Alaska Airlines says it will retire the Virgin America brand by 2019 following its $2.6 billion acquisition of the popular airline, a decision that prompted its founder Richard Branson to pen a heartfelt farewell letter.
The blog post published Thursday is directed primarily at Virgin America’s employees and its customers, many of whom were steadfastly loyal to the brand that stood out in an ever-shrinking pool of airline giants.
As Branson writes, it’s hard to say goodbye. But Branson, who reflects on the battles and victories of the airline that began operations in 2007, offers a few business lessons as well.
It’s OK to Cry
Even he admits to crying over the sale of his “beloved Virgin Records for $1 billion.” The news about Virgin America prompted a similar reaction.
“Many tears are shed today, this time over Alaska Airlines’ decision to buy and now retire Virgin America,” Branson writes.
Appreciate the Ride
Branson kicks off the note suggesting that there’s a point, as with a lot of thing in life, where “we have to let go and appreciate the fact that we had this ride at all.”
He spends the rest of the note recalling the moments in the Virgin America “ride,” many of which were challenging battles against the industry and even weather.

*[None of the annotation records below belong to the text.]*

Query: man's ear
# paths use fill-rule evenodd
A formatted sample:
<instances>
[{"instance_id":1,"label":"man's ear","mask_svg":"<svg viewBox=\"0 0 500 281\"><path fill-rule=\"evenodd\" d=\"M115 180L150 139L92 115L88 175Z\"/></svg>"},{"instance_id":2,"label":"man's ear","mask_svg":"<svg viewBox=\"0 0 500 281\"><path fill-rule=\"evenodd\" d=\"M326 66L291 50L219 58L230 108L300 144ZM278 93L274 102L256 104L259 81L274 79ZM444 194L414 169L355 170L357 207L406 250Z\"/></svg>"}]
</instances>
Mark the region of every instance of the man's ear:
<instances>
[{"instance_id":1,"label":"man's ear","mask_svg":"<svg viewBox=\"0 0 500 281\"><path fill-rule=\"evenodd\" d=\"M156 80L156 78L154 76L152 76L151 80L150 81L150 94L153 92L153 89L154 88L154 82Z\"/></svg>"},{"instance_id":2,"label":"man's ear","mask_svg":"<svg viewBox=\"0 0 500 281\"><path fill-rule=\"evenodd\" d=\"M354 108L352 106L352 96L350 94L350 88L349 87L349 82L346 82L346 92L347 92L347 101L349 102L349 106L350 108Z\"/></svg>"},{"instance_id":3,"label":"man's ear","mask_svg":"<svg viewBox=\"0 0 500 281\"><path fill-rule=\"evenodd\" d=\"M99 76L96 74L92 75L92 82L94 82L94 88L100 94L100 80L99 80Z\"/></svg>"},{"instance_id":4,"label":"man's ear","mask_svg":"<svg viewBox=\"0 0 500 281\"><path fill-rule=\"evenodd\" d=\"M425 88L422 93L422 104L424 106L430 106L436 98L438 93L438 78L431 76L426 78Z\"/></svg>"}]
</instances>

To Make a Difference, There Will Be Pain
Branson seems to relish the details of the company’s many battles in his letter. But then again, in his view, the pain was worth it because the intent was to build a different kind of airline.
In other words, it wasn’t just a fight for access to airports. It was a battle to change the industry—or at least offer something new and of value to customers.
Branson manages to cram in a more few business tips, including:
- Build a business that puts its people first.
- Work with partners who share your same progressive and inclusive values.
- Focus on delivering a great customer experience, and success will come.
- Make business a force for good.
- Stay positive; attitude is everything.